Chlordécone aux Antilles – 1968-2008, Pierre-Benoît Joly

7 septembre 2010 - La rédaction 
Pierre-Benoît Joly, directeur de l'Ifris et directeur de recherche Inra (1) vient de publier « Une saga du chlordécone aux Antilles – reconstruction chronologique 1968-2008 ». Il s'est attaché à rassembler toute l'information accessible afin d'avoir une vision objective sur ce dossier polémique*. Sur cette base, le rapport publié propose une interprétation afin de tirer les leçons de cette expérience, qui concentre tous les ingrédients d'un scandale sanitaire (voir notre article paru le 31 août). Première question à Pierre-Benoît Joly : quels sont les points qui vous ont le plus surpris ?

Campagnesetenvironnement.fr : quels sont les points qui vous ont le plus surpris ?

Pierre-Benoît Joly : Ce qui m’a le plus surpris lors de cette enquête est sans aucun doute à quel point une molécule peut devenir invisible !

S’il n’y avait pas eu en Martinique, en 1998, le mémoire d’une étudiante, conjuguant un peu de curiosité et autant de hasard, cette molécule n’aurait pas fait l’objet d’investigations. Car selon les standards alors en vigueur, il n’y avait pas de raison de la rechercher.

Ce qui pointe clairement la question de l’épidémiosurveillance et de la collecte de l’information. Finalement, on ne connaît pas très bien les pratiques des agriculteurs. L’exemple des abeilles illustre bien la faiblesse du dispositif d’observation. Il est difficile d’évaluer la part des pesticides dans la chute des populations des ruchers. Le Grenelle de l’environnement apporte des éléments de réponse.

Campagnesetenvironnement.fr : Votre étude met en avant les dysfonctionnements au sein de la Commission des toxiques, structure dépendant du ministère de l’Agriculture, en charge de l’évaluation et de l’homologation des produits. La situation a-t-elle depuis évolué ?

Pierre-Benoît Joly : Des modifications importantes ont eut lieu. Fin 2006, l’instruction des dossiers d’homologation a été transférée des services de la DGAL (direction générale de l’alimentation, ministère de l’Agriculture), à la Dive, direction du végétal, au sein de l’Afssa (agence française de sécurité sanitaire des aliments). Cette direction a été dotée de moyens conséquents en scientifiques et experts. Ce changement s’inscrivait dans une réforme plus générale de l’expertise, mise en place à la fin des années 1990. La crise de la vache folle a précipité ces évolutions dans le monde agricole, avec, notamment, une séparation de l’évaluation des risques et de la gestion économique. La réglementation européenne sur les pesticides de 1993 accompagnait le mouvement, en contribuant notamment à diminuer sensiblement le nombre des molécules et à resserrer les critères d’homologation.
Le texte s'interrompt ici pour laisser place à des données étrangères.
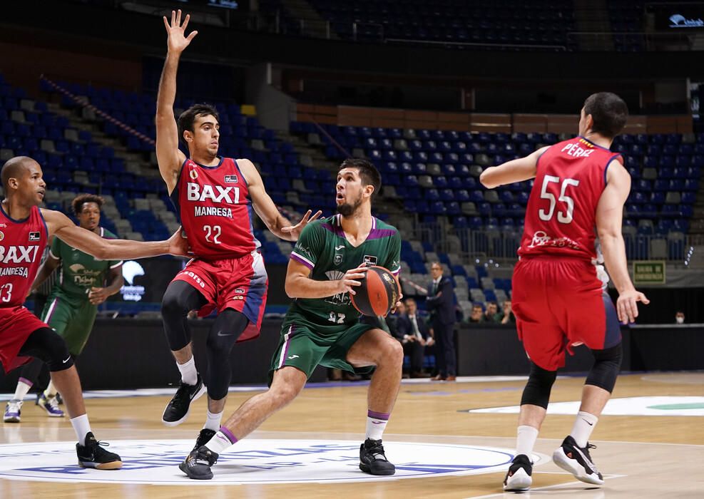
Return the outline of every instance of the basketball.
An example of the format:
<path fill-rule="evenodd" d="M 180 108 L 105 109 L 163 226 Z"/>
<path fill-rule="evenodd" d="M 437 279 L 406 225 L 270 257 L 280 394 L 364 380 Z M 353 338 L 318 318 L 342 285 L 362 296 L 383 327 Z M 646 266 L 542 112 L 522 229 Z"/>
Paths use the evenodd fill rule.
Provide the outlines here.
<path fill-rule="evenodd" d="M 362 285 L 354 288 L 352 302 L 363 315 L 386 317 L 401 296 L 401 286 L 391 272 L 383 267 L 369 267 Z"/>

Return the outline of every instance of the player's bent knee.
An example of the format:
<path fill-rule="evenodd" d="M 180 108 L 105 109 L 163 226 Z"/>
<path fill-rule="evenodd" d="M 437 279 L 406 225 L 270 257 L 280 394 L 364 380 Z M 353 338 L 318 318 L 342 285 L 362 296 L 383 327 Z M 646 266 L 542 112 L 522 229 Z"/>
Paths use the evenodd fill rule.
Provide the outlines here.
<path fill-rule="evenodd" d="M 534 362 L 531 362 L 531 374 L 528 376 L 528 383 L 523 391 L 521 405 L 531 405 L 548 408 L 550 401 L 550 392 L 557 377 L 556 371 L 548 371 L 540 367 Z"/>
<path fill-rule="evenodd" d="M 594 355 L 594 365 L 587 376 L 585 384 L 598 386 L 611 393 L 621 371 L 623 346 L 619 343 L 616 346 L 603 350 L 592 350 L 591 353 Z"/>

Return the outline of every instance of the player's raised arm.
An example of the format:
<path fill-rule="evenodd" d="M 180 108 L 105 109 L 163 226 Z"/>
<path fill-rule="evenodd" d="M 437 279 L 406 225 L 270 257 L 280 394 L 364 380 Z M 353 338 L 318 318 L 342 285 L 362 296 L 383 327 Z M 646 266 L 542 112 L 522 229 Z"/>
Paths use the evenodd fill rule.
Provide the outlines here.
<path fill-rule="evenodd" d="M 128 241 L 121 239 L 103 239 L 90 230 L 74 225 L 61 212 L 42 210 L 49 235 L 54 235 L 69 246 L 91 254 L 102 260 L 128 258 L 146 258 L 160 254 L 188 256 L 188 247 L 180 230 L 165 241 Z"/>
<path fill-rule="evenodd" d="M 252 197 L 254 210 L 274 235 L 287 241 L 297 241 L 303 227 L 309 222 L 312 222 L 322 214 L 322 212 L 318 211 L 311 217 L 311 212 L 309 210 L 297 224 L 292 225 L 291 222 L 279 212 L 276 205 L 267 193 L 262 177 L 254 164 L 245 159 L 238 160 L 237 164 L 244 174 L 245 178 L 247 179 L 247 187 Z"/>
<path fill-rule="evenodd" d="M 541 148 L 525 158 L 506 161 L 499 166 L 490 166 L 481 172 L 479 182 L 487 189 L 493 189 L 499 185 L 534 178 L 538 167 L 538 158 L 547 150 L 548 147 Z"/>
<path fill-rule="evenodd" d="M 164 17 L 164 25 L 168 35 L 168 51 L 159 81 L 159 93 L 156 99 L 156 158 L 159 171 L 170 194 L 176 186 L 180 165 L 185 155 L 178 150 L 178 127 L 173 115 L 173 103 L 176 98 L 176 71 L 181 53 L 190 43 L 198 31 L 185 36 L 190 16 L 186 15 L 181 24 L 181 11 L 171 11 L 170 24 Z"/>

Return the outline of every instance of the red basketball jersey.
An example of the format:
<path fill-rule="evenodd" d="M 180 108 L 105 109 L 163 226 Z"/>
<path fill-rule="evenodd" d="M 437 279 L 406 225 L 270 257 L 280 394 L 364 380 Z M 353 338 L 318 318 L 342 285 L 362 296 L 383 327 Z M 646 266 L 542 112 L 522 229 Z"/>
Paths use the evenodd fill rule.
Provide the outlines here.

Campagnesetenvironnement.fr : Quels sont les points qui restent très largement à régler ?

Pierre-Benoît Joly :
La question de la préparation et de la mise en œuvre d’alternatives à la lutte avec les pesticides est essentielle. Dans le cas du chlordécone, les contraintes n’ont pas été assez fortes, ce qui a retardé le développement des alternatives. Cette question est essentielle pour la gouvernance des risques car, s’il est hypocrite d’argumenter en criant au sacrifice de la santé sur l’autel des intérêts économiques, il est irresponsable de ne pas promouvoir les alternatives qui permettent de supprimer des dangers.

Reste la question des « signaux faibles ». Comment donner plus de saillance à ces éléments, qui paraissent résiduels au moment où ils sont émis ? Il faut protéger les lanceurs d’alerte, qui sont souvent perçus, au moment où ils interviennent, comme des empêcheurs de penser en rond ou des trouble-fête. Il faut aussi repenser les liens dynamiques entre information et action.

Propos recueillis par Catherine Deger

(1) Pierre-Benoît Joly est directeur de l’Institut Francilien Recherche Innovation Société (Ifris) et directeur de recherche Inra, unité de recherche « Science en société ».

* Le chlordécone fait régulièrement parler de lui. Ce pesticide a été utilisé en Guadeloupe et en Martinique dans les bananeraies jusqu’en 1993. Il est source d’une pollution extrêmement persistante. Un lien a également été étbali avec la recrudescence des cancers de la prostate aux Antilles.